There are other brushes for other types of painting. For example there are Sumi brushes, decorative painting brushes, stencil brushes, lettering brushes, water brushes…pretty much every type of art has it’s own type of brushes.
If you paint with more than one medium, keep your brushes separate. My watercolor brushes are kept apart from my acrylic brushes. Acrylic paints are going to destroy your brushes, no matter what, so don’t use your watercolor brushes with them. If you do, that brush has become an acrylic paint brush from that point onward. You can use your acrylic paintbrushes with your watercolors, but not the other way around. Watercolor will not damage an acrylic paint brush.
I am willing to spend some money on watercolor brushes-because they will last a lifetime- I am careful to take care of them. They have their own storage container, and the expensive ones have their own, more protected, storage. My best watercolor brushes are Mimik Kolinsky and Silver Black Velvet brushes. But there are others I like as well, which are not nearly as expensive. I really like the Master’s Touch from Hobby Lobby, the Zen brushes from Royal and Langnickle, and the Princeton Neptune brushes.
Think about the type of handle your brush has. I find resin handles don’t wear but wood handles can. And if you tend to leave your brushes in water for any length of time (a no-no!) you need the resin handles. Wood handled brushes will be shot very quickly if left in water.
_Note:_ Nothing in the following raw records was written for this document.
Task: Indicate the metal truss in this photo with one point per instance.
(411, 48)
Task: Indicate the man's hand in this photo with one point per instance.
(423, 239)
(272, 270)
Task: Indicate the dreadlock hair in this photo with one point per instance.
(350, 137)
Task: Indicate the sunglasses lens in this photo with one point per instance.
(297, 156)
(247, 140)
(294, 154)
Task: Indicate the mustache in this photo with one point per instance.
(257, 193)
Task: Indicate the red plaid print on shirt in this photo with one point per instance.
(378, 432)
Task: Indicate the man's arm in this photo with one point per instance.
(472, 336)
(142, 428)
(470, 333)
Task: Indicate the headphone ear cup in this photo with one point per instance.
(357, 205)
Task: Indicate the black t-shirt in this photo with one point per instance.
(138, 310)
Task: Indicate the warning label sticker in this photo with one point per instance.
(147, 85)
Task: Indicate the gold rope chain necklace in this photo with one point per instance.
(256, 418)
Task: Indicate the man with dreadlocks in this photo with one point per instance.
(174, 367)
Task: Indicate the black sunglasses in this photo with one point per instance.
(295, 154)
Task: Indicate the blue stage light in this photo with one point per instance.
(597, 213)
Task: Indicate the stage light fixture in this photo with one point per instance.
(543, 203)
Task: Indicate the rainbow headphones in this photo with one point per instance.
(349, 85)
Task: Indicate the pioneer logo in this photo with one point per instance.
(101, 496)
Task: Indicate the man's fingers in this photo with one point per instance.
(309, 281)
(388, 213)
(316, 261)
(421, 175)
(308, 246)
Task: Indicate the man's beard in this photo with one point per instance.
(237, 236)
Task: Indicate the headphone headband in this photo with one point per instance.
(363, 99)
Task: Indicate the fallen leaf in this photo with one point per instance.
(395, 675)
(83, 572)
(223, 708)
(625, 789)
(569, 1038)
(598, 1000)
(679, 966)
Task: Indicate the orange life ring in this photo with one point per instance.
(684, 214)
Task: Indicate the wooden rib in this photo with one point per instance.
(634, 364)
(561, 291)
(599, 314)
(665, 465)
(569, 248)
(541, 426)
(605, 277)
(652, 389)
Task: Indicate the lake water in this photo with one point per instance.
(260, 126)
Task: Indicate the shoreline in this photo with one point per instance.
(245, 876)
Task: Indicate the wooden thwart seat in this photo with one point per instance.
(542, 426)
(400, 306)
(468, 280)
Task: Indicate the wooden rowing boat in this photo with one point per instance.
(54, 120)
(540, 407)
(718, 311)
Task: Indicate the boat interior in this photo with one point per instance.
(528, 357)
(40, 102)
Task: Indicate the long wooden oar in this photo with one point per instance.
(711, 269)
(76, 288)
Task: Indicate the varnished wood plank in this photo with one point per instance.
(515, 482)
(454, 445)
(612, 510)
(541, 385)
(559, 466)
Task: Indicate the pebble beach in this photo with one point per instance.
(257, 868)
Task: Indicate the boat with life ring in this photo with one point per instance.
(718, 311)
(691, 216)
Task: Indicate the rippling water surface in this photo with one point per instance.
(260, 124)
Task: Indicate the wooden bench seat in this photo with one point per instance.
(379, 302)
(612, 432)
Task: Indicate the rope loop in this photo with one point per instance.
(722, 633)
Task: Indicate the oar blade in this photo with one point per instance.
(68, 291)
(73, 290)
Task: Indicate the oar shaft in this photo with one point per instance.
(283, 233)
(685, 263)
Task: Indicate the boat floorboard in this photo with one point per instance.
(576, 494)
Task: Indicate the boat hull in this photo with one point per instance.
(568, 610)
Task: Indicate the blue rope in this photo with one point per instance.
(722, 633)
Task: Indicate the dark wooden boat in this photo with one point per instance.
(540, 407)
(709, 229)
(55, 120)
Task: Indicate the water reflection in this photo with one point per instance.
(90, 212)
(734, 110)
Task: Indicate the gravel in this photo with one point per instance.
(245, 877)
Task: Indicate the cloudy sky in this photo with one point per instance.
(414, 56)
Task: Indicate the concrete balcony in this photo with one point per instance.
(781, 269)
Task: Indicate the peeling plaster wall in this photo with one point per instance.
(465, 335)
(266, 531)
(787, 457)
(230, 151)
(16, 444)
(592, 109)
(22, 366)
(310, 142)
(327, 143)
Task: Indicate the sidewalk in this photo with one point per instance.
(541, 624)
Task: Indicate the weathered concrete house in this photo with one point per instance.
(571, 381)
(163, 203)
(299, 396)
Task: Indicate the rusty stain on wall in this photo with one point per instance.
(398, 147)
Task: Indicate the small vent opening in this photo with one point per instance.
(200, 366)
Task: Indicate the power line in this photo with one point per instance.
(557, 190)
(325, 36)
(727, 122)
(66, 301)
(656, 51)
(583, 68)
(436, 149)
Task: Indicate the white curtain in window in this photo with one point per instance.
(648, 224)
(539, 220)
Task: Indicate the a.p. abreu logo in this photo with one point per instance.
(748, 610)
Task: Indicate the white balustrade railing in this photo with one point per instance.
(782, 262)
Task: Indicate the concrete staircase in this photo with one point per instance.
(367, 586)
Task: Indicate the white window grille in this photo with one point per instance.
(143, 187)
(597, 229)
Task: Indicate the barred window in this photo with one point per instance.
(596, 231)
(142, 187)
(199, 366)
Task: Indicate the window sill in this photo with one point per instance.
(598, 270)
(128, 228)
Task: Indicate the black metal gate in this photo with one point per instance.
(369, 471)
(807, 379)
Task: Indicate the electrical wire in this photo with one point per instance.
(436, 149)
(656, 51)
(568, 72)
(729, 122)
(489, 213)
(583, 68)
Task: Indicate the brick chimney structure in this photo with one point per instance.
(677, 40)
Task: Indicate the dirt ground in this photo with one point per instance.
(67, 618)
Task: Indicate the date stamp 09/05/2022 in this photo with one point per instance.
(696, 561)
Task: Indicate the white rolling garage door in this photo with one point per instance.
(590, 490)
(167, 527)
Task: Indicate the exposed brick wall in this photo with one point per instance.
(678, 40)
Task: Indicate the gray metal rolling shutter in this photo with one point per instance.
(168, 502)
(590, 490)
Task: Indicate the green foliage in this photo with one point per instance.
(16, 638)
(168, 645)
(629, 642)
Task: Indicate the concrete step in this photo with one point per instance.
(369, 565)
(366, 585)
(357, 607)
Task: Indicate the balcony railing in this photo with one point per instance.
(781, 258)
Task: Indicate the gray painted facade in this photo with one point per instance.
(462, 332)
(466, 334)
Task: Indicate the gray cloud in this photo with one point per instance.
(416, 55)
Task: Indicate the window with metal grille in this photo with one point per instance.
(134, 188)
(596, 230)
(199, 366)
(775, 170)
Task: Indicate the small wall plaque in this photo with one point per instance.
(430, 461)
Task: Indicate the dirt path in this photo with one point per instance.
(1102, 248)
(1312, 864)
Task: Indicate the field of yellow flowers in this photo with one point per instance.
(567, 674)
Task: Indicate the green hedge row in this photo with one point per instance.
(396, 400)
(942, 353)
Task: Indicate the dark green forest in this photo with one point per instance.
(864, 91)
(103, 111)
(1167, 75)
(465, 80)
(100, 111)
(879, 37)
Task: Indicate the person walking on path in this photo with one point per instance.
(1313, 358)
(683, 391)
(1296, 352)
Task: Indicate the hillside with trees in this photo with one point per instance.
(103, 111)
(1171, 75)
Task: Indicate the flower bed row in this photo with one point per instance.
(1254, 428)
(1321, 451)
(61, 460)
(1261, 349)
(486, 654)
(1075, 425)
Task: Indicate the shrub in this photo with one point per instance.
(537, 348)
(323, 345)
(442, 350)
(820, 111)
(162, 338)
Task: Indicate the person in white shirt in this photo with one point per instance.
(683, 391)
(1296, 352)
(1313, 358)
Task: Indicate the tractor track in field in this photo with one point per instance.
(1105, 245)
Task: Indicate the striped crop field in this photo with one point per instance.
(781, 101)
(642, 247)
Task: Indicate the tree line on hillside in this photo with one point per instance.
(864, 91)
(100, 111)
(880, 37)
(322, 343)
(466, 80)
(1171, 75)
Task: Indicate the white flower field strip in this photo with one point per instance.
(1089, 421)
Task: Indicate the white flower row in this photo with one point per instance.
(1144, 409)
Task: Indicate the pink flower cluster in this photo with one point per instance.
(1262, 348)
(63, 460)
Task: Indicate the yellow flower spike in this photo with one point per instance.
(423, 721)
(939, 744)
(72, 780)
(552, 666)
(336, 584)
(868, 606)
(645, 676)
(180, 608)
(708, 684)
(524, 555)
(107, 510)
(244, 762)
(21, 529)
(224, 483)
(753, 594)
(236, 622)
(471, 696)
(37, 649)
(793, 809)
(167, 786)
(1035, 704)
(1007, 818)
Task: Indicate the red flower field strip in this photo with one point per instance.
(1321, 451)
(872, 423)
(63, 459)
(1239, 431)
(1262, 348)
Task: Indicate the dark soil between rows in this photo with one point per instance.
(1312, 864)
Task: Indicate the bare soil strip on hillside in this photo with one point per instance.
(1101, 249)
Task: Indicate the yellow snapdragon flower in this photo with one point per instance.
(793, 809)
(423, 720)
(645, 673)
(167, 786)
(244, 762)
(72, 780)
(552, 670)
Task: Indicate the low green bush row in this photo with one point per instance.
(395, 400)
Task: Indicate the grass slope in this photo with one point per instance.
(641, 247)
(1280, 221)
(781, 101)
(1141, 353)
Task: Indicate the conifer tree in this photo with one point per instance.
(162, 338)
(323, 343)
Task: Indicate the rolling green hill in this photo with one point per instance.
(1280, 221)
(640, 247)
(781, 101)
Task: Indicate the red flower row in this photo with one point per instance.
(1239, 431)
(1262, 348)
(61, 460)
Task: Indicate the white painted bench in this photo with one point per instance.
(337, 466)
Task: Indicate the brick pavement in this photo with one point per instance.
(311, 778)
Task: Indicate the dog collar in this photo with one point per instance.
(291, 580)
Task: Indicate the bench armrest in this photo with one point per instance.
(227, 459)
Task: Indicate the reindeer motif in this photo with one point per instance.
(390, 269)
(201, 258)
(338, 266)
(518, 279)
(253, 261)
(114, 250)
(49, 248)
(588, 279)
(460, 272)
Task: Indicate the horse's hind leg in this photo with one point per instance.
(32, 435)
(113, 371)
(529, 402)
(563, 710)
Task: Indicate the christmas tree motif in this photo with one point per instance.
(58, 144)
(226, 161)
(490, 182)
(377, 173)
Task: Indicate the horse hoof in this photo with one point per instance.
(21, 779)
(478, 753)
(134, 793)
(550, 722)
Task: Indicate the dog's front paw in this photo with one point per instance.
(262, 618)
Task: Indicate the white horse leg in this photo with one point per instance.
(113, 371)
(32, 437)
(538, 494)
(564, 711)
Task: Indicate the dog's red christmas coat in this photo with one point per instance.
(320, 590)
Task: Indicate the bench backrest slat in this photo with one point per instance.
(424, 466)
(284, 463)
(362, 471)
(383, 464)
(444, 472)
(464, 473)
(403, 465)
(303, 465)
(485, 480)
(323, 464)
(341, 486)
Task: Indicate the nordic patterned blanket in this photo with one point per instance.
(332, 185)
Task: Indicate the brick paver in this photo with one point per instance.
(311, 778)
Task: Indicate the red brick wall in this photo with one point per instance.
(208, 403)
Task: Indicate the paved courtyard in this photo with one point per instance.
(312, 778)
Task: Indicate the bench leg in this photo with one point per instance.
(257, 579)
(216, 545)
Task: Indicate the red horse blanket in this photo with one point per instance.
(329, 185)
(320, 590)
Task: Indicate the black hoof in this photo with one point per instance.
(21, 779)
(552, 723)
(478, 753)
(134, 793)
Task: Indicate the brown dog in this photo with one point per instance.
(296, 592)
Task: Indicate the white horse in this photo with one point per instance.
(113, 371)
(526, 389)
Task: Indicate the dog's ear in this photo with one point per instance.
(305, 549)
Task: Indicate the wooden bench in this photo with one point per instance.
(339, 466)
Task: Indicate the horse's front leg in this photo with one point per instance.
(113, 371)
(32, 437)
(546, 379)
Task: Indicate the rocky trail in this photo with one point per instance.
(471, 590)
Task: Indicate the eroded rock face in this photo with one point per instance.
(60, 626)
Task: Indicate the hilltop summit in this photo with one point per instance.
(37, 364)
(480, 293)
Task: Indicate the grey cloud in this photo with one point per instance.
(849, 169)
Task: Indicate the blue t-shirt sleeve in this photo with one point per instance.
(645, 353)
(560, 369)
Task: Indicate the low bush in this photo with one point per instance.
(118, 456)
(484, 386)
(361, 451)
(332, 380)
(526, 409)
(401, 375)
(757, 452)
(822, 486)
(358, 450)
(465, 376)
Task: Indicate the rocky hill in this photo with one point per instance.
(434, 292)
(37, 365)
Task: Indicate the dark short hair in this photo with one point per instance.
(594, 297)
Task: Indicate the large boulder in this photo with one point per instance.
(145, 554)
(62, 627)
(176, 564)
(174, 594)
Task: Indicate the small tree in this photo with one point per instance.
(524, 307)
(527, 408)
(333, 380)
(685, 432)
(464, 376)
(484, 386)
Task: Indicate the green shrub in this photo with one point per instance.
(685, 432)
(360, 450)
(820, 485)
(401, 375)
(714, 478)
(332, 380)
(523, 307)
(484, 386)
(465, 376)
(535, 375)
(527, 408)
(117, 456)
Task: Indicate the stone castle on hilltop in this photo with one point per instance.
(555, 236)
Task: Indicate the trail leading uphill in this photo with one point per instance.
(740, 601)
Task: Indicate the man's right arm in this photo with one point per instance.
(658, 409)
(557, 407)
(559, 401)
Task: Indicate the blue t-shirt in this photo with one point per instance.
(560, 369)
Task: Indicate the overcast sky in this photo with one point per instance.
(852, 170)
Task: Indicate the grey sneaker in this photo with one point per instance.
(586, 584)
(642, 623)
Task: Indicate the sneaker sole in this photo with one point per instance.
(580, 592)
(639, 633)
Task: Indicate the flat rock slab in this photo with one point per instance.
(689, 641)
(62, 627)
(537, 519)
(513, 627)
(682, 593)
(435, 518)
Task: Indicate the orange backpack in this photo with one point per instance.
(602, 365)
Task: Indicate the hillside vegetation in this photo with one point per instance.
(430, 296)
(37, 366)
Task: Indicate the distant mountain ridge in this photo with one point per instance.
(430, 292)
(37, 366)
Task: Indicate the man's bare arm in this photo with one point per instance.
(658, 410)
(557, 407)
To clean your brushes, use a good quality brush cleaner. I use The Masters brush cleaner and preserver. I have had this tub of cleaner for a couple of years. I wet the acrylic brush ( after rinsing it as clean as possible) and swirl it in the cleaner-which is a hard cake. Then I work the soap carefully into the bristles, lathering them up well. I rinse the brush in clean water and reshape the bristles to their original shape. I let my brushes dry flat on a fake chamois cloth from Dollar Tree. (Later I will explain how to repair a “popped” brush.) You can use brush cleaner on your watercolor brushes if you choose, but I don’t. It’s watercolor and I rinse them out very well after each use.